SLURM auto-connect for network-control [Was: SLURM Snap (transfer ownership)]

Hello,

I am requesting to be the maintainer of the slurm* snaps. I have been building the snapped SLURM stack for some time now and am ready to start releasing my snaps to various channels via snap store.

For this to happen I need the “omnivector-solutions” user to be the authoritative owner of the snap name “slurm”.

(Similar to munge https://snapcraft.io/munge)

Could someone assist me in grating the omnivector-solutions user ownership on these names in the snapstore?

Thanks!

Sure thing! However, can I trouble you to register the slurm snap name as you would any other? (https://snapcraft.io/account/register-snap).

If you get a “this name is reserved” message, you should also have a “file a dispute / request anyway” which will send your request to our review queue, which I can then approve.

I’ll keep an eye out for your request!

  • Daniel

@roadmr done and done. Thanks!

@roadmr we were able to get our slurm snap working in strict mode using the drop-user/system-usernames technique alongside the addition of the physical-memory-control and the network-control plugs. We are now trying to setup our release process and get an initial build released to the snap store. Is it possible to get a review started on our snap at this point so that we can proceed with the release process?

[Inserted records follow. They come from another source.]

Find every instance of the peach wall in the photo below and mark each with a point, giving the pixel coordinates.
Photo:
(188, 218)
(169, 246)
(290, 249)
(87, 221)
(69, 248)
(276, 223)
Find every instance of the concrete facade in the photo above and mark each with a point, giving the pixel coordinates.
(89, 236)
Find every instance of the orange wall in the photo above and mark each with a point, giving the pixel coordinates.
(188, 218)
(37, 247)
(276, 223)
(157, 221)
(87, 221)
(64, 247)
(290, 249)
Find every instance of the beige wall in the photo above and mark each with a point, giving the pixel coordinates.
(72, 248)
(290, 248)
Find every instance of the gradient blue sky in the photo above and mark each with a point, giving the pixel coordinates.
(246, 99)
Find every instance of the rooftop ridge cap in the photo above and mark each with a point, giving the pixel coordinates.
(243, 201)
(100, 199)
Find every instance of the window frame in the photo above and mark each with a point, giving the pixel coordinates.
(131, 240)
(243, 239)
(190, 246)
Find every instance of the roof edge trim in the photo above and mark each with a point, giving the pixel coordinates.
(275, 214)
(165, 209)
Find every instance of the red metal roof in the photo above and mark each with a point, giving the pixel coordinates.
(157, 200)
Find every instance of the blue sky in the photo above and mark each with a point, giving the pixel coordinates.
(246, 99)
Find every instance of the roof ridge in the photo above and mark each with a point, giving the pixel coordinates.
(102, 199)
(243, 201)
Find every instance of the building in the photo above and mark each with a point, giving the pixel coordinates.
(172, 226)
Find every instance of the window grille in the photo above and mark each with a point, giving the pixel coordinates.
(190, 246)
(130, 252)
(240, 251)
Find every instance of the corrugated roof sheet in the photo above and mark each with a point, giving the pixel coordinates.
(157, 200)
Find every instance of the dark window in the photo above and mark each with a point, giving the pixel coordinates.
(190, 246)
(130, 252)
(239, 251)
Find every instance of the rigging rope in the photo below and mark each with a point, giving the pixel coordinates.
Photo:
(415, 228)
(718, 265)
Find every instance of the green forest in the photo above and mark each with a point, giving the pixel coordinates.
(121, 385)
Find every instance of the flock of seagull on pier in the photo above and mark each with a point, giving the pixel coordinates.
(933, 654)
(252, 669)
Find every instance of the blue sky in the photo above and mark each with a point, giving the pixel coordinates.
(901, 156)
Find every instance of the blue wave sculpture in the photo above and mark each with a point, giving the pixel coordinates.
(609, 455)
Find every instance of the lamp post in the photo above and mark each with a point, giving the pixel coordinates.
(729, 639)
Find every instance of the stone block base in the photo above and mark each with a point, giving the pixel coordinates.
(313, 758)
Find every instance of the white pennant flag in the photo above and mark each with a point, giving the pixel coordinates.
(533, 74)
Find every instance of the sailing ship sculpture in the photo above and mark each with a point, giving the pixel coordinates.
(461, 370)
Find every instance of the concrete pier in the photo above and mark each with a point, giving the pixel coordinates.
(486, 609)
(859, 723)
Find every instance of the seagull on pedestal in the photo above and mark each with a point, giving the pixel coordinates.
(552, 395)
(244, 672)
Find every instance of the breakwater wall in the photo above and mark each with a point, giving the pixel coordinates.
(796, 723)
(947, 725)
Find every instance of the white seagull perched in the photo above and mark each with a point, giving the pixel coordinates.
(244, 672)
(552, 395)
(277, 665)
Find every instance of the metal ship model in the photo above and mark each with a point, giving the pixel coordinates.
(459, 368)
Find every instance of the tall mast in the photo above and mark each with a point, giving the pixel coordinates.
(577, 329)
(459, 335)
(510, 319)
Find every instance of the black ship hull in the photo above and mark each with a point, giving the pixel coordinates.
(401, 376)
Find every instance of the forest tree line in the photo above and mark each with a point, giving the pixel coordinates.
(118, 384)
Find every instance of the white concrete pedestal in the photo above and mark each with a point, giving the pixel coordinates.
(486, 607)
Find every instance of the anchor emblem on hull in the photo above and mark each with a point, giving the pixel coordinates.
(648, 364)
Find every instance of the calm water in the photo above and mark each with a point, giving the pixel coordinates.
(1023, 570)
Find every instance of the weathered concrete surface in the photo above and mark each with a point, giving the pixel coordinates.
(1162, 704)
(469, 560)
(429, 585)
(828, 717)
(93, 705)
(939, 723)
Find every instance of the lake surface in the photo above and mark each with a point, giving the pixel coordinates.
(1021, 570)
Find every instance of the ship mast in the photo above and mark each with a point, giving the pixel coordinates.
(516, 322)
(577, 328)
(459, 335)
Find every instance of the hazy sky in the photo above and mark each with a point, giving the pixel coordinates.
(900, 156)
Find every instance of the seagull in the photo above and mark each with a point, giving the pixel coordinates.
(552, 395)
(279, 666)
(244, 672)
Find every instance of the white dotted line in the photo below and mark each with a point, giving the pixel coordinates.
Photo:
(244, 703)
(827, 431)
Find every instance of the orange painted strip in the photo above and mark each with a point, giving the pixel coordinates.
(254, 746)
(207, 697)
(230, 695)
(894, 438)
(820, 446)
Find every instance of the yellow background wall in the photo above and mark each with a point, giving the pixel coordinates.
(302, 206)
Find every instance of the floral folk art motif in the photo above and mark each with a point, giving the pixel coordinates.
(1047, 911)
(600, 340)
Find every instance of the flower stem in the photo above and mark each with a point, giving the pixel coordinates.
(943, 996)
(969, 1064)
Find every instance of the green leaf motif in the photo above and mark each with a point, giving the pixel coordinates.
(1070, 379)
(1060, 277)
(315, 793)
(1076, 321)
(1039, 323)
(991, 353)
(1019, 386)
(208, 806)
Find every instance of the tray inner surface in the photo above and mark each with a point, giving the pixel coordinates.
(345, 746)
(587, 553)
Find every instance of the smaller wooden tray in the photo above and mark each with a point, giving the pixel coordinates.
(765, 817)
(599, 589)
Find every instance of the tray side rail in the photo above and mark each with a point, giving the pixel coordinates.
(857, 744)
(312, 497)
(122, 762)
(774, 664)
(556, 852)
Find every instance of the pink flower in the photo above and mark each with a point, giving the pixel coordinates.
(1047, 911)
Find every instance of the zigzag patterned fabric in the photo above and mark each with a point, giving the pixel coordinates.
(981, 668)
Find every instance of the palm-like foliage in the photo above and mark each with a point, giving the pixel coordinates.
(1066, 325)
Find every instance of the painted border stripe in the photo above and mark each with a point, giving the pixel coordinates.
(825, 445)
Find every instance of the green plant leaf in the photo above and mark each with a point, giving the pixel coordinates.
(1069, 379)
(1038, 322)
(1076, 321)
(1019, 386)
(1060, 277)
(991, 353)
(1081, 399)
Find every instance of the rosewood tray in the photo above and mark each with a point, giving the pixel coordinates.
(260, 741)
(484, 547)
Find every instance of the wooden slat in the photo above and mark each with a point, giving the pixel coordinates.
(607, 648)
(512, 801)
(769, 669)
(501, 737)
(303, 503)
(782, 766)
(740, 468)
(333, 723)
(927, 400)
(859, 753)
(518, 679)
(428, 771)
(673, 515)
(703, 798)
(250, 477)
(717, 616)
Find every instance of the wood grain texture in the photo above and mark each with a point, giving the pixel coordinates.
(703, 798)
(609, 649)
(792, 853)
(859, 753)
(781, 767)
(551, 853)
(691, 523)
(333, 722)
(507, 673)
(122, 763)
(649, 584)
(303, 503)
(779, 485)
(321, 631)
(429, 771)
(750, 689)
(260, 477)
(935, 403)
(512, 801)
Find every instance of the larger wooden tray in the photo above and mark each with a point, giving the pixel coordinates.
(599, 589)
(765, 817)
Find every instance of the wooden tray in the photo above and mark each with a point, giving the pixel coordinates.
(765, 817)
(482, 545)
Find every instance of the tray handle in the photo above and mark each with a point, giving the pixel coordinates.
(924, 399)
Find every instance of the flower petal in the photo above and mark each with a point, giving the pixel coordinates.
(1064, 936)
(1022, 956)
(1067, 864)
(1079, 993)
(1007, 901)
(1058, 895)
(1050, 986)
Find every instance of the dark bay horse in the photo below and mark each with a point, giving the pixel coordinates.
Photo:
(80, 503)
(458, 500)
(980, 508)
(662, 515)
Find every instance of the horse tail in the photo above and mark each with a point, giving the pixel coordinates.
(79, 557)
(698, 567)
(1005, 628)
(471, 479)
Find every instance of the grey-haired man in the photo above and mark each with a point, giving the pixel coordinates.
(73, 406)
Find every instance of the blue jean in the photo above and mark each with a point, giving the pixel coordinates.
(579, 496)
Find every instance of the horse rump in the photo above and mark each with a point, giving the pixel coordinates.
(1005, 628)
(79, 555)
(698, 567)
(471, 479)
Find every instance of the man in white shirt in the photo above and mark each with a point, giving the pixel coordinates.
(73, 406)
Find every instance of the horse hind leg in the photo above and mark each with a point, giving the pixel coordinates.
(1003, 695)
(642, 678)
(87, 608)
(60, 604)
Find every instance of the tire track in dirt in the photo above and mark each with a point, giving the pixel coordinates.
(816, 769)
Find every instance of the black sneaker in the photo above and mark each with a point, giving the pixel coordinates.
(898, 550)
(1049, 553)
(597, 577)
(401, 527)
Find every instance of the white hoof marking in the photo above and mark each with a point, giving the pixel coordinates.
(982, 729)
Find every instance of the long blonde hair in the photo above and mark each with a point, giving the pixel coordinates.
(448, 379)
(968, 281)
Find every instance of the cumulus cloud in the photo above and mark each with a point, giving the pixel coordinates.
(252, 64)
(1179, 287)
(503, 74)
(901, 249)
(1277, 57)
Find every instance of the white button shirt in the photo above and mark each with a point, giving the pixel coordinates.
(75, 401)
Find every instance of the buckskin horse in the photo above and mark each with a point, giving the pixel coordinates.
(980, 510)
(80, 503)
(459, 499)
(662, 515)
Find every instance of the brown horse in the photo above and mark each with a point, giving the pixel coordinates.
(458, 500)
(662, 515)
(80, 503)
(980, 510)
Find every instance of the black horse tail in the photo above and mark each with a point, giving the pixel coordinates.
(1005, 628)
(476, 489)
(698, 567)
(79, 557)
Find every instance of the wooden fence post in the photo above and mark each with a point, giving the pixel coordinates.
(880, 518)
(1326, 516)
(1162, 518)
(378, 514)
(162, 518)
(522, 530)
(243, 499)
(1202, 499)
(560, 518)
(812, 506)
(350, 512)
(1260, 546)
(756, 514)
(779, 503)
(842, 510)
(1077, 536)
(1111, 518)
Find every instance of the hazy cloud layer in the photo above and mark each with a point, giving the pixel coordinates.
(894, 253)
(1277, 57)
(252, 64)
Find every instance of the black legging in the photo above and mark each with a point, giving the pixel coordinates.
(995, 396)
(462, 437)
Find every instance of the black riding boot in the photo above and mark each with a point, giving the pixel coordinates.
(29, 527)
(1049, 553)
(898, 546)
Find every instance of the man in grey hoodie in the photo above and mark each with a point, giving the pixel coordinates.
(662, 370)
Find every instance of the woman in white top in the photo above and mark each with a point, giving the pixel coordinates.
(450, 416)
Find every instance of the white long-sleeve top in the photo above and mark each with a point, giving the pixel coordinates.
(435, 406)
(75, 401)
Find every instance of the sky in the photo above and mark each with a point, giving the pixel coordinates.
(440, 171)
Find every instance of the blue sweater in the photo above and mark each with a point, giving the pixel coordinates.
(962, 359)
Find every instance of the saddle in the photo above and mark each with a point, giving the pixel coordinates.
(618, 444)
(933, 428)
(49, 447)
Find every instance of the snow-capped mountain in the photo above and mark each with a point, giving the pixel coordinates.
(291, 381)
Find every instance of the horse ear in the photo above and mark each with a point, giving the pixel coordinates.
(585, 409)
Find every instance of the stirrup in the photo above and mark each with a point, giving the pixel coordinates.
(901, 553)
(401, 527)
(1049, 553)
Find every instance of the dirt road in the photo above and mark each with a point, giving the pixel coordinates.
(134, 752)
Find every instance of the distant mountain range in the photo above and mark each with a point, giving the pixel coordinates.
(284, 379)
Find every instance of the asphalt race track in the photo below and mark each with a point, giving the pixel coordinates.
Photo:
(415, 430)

@jamesbeedy Can you please respond to @jdstrand’s question above? Without this information this request cannot proceed.

@alexmurray yes. I assume by your response that it isn’t possible to enable auto connect for the physical-memory-control plug and the network-control plug? If so, enabling auto-connect for the network-control plug and the capability to publish the snap would be very much appreciated. Thanks!

@alexmurray @roadmr do you need anything else from me to be able to move this along?

Could you please explain how the the two interfaces are used by slurm?

@zyga-snapd I was led to believe that physical-memory-control is needed by slurmrestd when it initializes and creates its endpoints.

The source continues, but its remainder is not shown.